In this way, a surface of 9 × 6 meters was projected, a container whose exterior is a contemporary skin, while the interior contains the experiences of living in the southern south through three rooms, a bathroom, vertical circulation, the gallery access, and a large living/kitchen.

image © Miguel Angel M. Martinich

In the search for materials, seven recycled steel pillars, two metal beams, scraps of metal truss from an industrial demolition, ninety pieces of 2×3cm  y 1×2′′ wood of recycled laurel from fire and various doors and windows of different houses in demolition.

The objective was to arrange, within this container, all these pieces to be able to generate a harmonious environment that would value the sensations of the materials reused in this project and that are a reflection of the passage of time, which was not tried to hide, but instead, Through his language of deterioration and oxidation, he sought to reveal the record of the sun, rain, cold and heat, leaving this fragile and vulnerable appearance, the necessary character to represent all the worlds.

This process was like solving a puzzle or filling a dollhouse by putting strange pieces together to form a complete whole.
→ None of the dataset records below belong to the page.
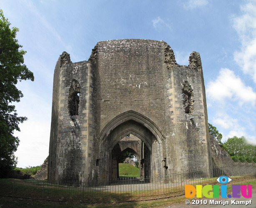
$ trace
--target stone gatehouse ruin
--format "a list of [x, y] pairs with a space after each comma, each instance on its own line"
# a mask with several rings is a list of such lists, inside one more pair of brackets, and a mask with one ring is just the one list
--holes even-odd
[[116, 178], [127, 151], [143, 177], [211, 176], [199, 53], [189, 61], [179, 65], [168, 44], [148, 40], [99, 42], [88, 61], [76, 63], [63, 52], [54, 72], [48, 181]]

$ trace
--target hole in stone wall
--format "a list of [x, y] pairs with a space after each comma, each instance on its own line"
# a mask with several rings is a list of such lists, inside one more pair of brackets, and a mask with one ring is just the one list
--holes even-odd
[[183, 85], [182, 95], [185, 113], [192, 113], [194, 109], [194, 94], [193, 89], [187, 81], [185, 81]]
[[71, 116], [78, 114], [80, 93], [79, 83], [76, 80], [73, 79], [69, 89], [68, 96], [68, 110]]

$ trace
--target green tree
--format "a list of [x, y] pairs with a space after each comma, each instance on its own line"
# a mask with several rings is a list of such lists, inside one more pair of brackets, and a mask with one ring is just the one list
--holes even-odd
[[254, 157], [256, 156], [256, 146], [248, 144], [243, 136], [228, 138], [223, 145], [231, 156]]
[[219, 133], [218, 131], [215, 126], [213, 126], [211, 124], [208, 123], [208, 128], [209, 129], [209, 134], [212, 136], [215, 140], [218, 141], [219, 144], [222, 144], [221, 139], [222, 139], [222, 134]]
[[15, 39], [18, 29], [10, 28], [10, 23], [0, 10], [0, 177], [17, 163], [14, 152], [19, 140], [13, 135], [20, 131], [18, 124], [27, 118], [18, 116], [13, 102], [19, 102], [23, 94], [16, 87], [18, 81], [34, 81], [33, 73], [24, 64], [26, 52], [19, 50]]

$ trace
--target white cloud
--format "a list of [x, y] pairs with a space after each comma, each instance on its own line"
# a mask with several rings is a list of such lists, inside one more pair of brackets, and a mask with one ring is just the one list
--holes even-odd
[[153, 27], [157, 30], [159, 31], [165, 28], [167, 28], [169, 29], [171, 29], [171, 26], [166, 22], [160, 17], [158, 17], [152, 20], [153, 23]]
[[[238, 137], [244, 136], [247, 140], [253, 143], [256, 143], [255, 135], [250, 135], [248, 127], [246, 128], [241, 125], [240, 119], [241, 117], [238, 117], [237, 115], [234, 115], [236, 118], [231, 117], [231, 116], [226, 113], [218, 112], [216, 113], [216, 116], [212, 119], [213, 126], [218, 126], [217, 129], [223, 136], [222, 141], [226, 141], [228, 138], [233, 137], [236, 136]], [[253, 122], [250, 121], [250, 122]], [[248, 125], [248, 126], [250, 126]], [[251, 133], [251, 132], [250, 132]]]
[[174, 52], [174, 55], [177, 64], [185, 66], [188, 65], [188, 59], [190, 56], [190, 53], [182, 51], [176, 51]]
[[41, 165], [49, 154], [50, 123], [27, 121], [19, 126], [21, 131], [14, 134], [20, 140], [15, 154], [18, 157], [17, 167]]
[[188, 0], [186, 3], [183, 4], [183, 6], [186, 10], [193, 10], [205, 6], [208, 4], [208, 0]]
[[256, 92], [246, 86], [234, 72], [226, 68], [221, 69], [217, 79], [208, 82], [206, 95], [210, 102], [224, 103], [228, 99], [238, 102], [240, 106], [250, 103], [254, 106], [256, 102]]
[[248, 2], [241, 7], [242, 15], [233, 20], [241, 43], [240, 50], [234, 53], [234, 59], [256, 83], [256, 1]]

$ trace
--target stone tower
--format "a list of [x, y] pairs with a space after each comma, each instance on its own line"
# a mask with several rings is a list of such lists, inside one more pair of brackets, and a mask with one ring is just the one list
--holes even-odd
[[115, 178], [127, 150], [144, 177], [211, 176], [199, 53], [180, 66], [166, 42], [135, 39], [100, 42], [88, 61], [72, 63], [63, 52], [54, 72], [50, 136], [52, 182]]

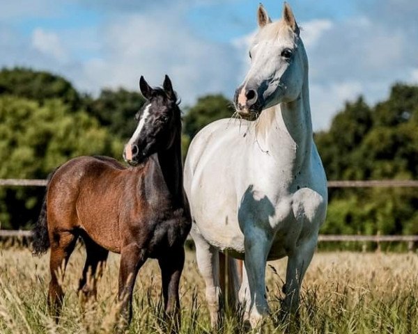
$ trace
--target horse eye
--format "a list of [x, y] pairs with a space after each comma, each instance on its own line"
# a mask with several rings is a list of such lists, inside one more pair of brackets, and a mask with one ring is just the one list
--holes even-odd
[[169, 120], [169, 118], [164, 115], [157, 118], [157, 122], [158, 122], [159, 123], [165, 123], [167, 120]]
[[281, 51], [281, 56], [286, 59], [288, 59], [292, 56], [292, 54], [293, 54], [293, 51], [292, 50], [290, 49], [285, 49]]

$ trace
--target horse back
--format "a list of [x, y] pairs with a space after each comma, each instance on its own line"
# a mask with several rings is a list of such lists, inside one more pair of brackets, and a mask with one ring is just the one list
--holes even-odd
[[100, 245], [118, 252], [118, 208], [127, 170], [105, 157], [80, 157], [61, 166], [48, 186], [49, 230], [84, 230]]

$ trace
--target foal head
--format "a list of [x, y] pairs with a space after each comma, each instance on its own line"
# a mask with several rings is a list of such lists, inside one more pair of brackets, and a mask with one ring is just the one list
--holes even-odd
[[308, 70], [290, 6], [285, 3], [281, 19], [272, 22], [260, 4], [258, 17], [260, 29], [249, 49], [251, 67], [234, 97], [237, 111], [249, 119], [263, 109], [297, 99]]
[[165, 76], [162, 88], [153, 88], [141, 77], [139, 88], [146, 102], [135, 116], [138, 126], [123, 150], [123, 159], [132, 166], [170, 148], [181, 131], [180, 112], [170, 78]]

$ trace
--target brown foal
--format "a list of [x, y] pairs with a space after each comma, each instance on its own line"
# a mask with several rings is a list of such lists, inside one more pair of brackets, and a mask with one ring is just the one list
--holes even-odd
[[80, 294], [95, 296], [95, 279], [109, 251], [121, 253], [118, 298], [129, 322], [138, 271], [148, 257], [156, 258], [166, 315], [180, 324], [178, 285], [191, 226], [183, 186], [180, 111], [167, 76], [162, 88], [152, 88], [142, 77], [139, 86], [147, 101], [123, 152], [131, 167], [106, 157], [81, 157], [49, 177], [33, 246], [36, 255], [51, 247], [48, 304], [56, 316], [63, 297], [59, 271], [63, 275], [81, 237], [87, 258]]

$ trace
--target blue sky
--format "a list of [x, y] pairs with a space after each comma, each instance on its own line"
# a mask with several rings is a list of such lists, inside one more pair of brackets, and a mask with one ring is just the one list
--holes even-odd
[[[315, 129], [344, 102], [418, 83], [416, 0], [290, 0], [310, 65]], [[282, 3], [263, 4], [273, 19]], [[0, 0], [0, 66], [46, 70], [80, 90], [137, 89], [171, 76], [183, 105], [231, 98], [248, 69], [258, 1]]]

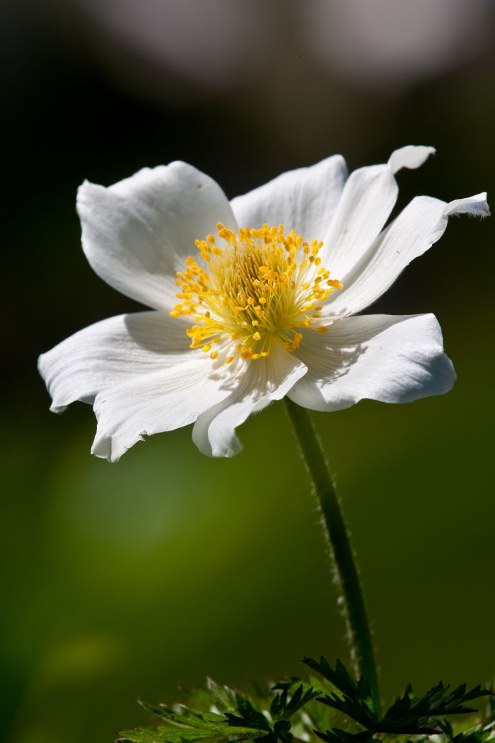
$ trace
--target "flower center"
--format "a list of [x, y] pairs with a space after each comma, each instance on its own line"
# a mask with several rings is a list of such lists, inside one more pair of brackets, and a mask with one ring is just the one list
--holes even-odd
[[269, 356], [276, 343], [292, 353], [304, 328], [327, 332], [321, 302], [342, 285], [321, 265], [322, 242], [308, 244], [293, 230], [286, 234], [281, 224], [246, 227], [238, 234], [220, 222], [217, 229], [218, 238], [196, 241], [206, 269], [189, 257], [185, 271], [177, 274], [181, 303], [170, 314], [194, 319], [187, 330], [190, 348], [215, 359], [228, 346], [230, 363], [236, 355]]

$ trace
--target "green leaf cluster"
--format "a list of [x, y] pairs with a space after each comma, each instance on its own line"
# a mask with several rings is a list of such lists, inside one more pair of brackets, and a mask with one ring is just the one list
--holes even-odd
[[[324, 658], [304, 662], [318, 674], [308, 682], [292, 678], [246, 694], [209, 679], [186, 692], [187, 704], [171, 707], [140, 702], [158, 717], [159, 724], [122, 733], [117, 743], [292, 743], [315, 736], [326, 743], [367, 743], [410, 736], [427, 740], [433, 735], [445, 743], [495, 743], [493, 695], [479, 686], [468, 691], [462, 684], [450, 691], [440, 683], [416, 696], [409, 685], [381, 714], [366, 678], [356, 681], [339, 661], [335, 669]], [[473, 713], [477, 710], [470, 703], [488, 695], [484, 721], [469, 720], [454, 733], [446, 716]]]
[[160, 724], [122, 733], [117, 743], [291, 743], [292, 718], [320, 693], [302, 683], [287, 682], [249, 696], [209, 679], [189, 694], [187, 705], [141, 702], [160, 718]]
[[[450, 692], [450, 687], [440, 682], [430, 689], [424, 695], [418, 697], [409, 684], [404, 694], [398, 697], [384, 715], [376, 709], [370, 684], [362, 676], [355, 681], [342, 663], [337, 661], [335, 669], [324, 658], [319, 661], [305, 658], [306, 666], [321, 674], [330, 681], [335, 690], [318, 696], [318, 701], [335, 710], [353, 720], [359, 726], [357, 732], [349, 732], [338, 727], [315, 733], [327, 743], [365, 743], [367, 741], [379, 740], [383, 736], [429, 736], [442, 733], [456, 743], [484, 743], [488, 739], [488, 730], [492, 730], [489, 721], [487, 725], [471, 730], [468, 735], [473, 738], [462, 737], [464, 733], [453, 736], [451, 725], [448, 721], [439, 719], [448, 715], [468, 714], [477, 712], [475, 707], [466, 704], [473, 699], [492, 695], [492, 692], [477, 686], [467, 691], [465, 684]], [[493, 705], [492, 705], [493, 707]], [[492, 710], [493, 712], [493, 710]], [[493, 732], [493, 731], [492, 731]], [[378, 736], [381, 736], [378, 738]], [[479, 737], [481, 736], [481, 737]], [[485, 736], [485, 737], [483, 737]]]

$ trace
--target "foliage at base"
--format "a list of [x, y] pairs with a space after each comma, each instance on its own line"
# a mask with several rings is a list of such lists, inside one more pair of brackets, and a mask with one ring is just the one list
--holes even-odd
[[[318, 676], [308, 681], [267, 685], [250, 694], [241, 693], [208, 679], [204, 687], [186, 692], [187, 703], [168, 707], [140, 704], [157, 716], [153, 728], [139, 727], [120, 733], [117, 743], [291, 743], [294, 740], [326, 743], [366, 743], [368, 741], [427, 740], [431, 736], [445, 743], [495, 742], [495, 704], [491, 692], [477, 686], [467, 691], [462, 684], [453, 691], [442, 682], [422, 696], [409, 685], [384, 714], [373, 699], [370, 684], [357, 681], [344, 665], [332, 668], [325, 658], [305, 658]], [[471, 703], [490, 696], [485, 714]], [[447, 716], [467, 715], [468, 722], [454, 727]]]

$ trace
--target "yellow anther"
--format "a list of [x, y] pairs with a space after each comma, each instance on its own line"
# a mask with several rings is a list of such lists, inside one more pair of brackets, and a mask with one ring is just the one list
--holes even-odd
[[277, 343], [292, 353], [302, 340], [299, 331], [319, 321], [323, 303], [342, 286], [321, 265], [317, 253], [323, 244], [309, 244], [281, 224], [235, 233], [218, 222], [217, 230], [222, 247], [213, 234], [196, 240], [197, 261], [189, 256], [183, 272], [177, 273], [180, 303], [171, 317], [191, 317], [196, 323], [186, 331], [191, 348], [201, 348], [212, 360], [218, 354], [211, 351], [214, 343], [234, 344], [227, 363], [238, 357], [266, 358], [265, 349]]

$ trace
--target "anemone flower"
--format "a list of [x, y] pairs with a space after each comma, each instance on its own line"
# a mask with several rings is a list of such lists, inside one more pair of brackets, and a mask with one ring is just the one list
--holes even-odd
[[384, 227], [394, 174], [433, 152], [403, 147], [349, 177], [335, 155], [230, 202], [181, 162], [108, 188], [85, 182], [88, 260], [152, 309], [102, 320], [41, 356], [51, 409], [92, 404], [92, 452], [111, 461], [192, 423], [200, 451], [232, 456], [236, 427], [285, 395], [330, 412], [448, 392], [455, 372], [433, 315], [358, 314], [450, 215], [489, 213], [485, 193], [449, 204], [419, 196]]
This is how, while designing, we concluded that an Aleph resided there in the project. In the story of the same title by Jorge Luis Borges, the Aleph is the only place that contains all the places in the universe and all the stars, all the lamps, and all the sources of light. In the story, the Aleph is in the house of Beatriz Elena and, in the representation of this design, thought was made of her and all her ages at the same time, arranging the elements of all the times of the world to an immeasurable and infinite interior. 

She gives life to a project to transcend time, to share memories in which materials from all over the world come together in a highly intense and unforgettable context.